Take that mighty warrior General McChrystal, for example. In the midst of a supposedly ‘major offensive’ in Helmand Province, the general has spent most of his time apologizing for the deaths of civilian supporters of the Taliban and al-Qaeda, and withdrawing from the battlefield a weapon system that presumably was there because it contributed to victory and helped protect our soldiers and Marines. Sparing civilian casualties might make sense if those civilians were pro-U.S. or even pro-Karzai, but they are not.

The Taliban’s steadily upward trend line across Afghanistan — not just in the southern provinces — since 2006 can only be explained by growing popular support from Afghans who are pro-Taliban (some) and/or opposed to the U.S.-NATO occupation (most). To think you are going to win the hearts and minds of these Afghans by limiting civilian casualties is a figment of the social-science minds of counter-insurgency theorists. It is not for nothing that the acerbic but thoroughly brilliant Israeli military historian Martin van Creveld wrote that counter-insurgency doctrine is always written by losers.

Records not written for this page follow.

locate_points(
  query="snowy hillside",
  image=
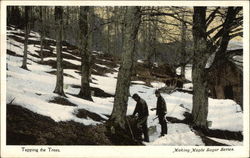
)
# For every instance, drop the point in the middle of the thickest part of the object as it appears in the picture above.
(33, 90)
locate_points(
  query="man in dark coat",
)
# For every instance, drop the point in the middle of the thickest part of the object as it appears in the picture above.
(161, 110)
(142, 110)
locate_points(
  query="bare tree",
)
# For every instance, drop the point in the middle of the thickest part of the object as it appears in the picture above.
(132, 22)
(27, 31)
(59, 29)
(42, 30)
(85, 55)
(204, 46)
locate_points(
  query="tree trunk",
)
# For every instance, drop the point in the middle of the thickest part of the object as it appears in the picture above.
(201, 54)
(132, 22)
(59, 75)
(85, 92)
(42, 17)
(25, 54)
(183, 46)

For the life of me, and as the father of a newly draft-age son, I cannot imagine why American parents still trust their soldier-children to politicians — in both parties — and generals who are unwilling to do anything so old-fashion, anachronistic, and politically incorrect as relentlessly killing the enemy and his supporters until they are defeated. One hopes that American parents will soon wise up and begin to discourage their kids from joining a military whose generals increasingly see U.S. casualties are the necessary cost, not of winning, but of nation-building, fawning over their addled political masters, and pleasing international opinion and the pacifist purveyors of international law.

The wars we are fighting today are the products of the lethal-for-America fantasy that war has changed and no longer requires much killing or an outright victory. This, of course, is nonsense and only our elites and those of Europe believe it; our Islamist enemies know better. America once knew that you never go to war without aiming for victory, and led by men like William Sherman, U.S. Grant, Nathan Bedford Forrest, George Patton, and, until recently, most Marine generals, our military leaders knew that, in Forrest’s words, war means fighting, and fighting means killing. Armed with this fact, and with Sherman’s dictum that the only mercy in war is fast and complete victory, the U.S. military once put fear and sober second thoughts into those who meant America harm. Today, the same military causes some circumspection among our enemies, but it mostly causes mirth in their minds over the specter of a hapless pack of general officers who seek to win un-winnable hearts and minds at the cost of many hundreds of billions dollars and numerous wasted young lives.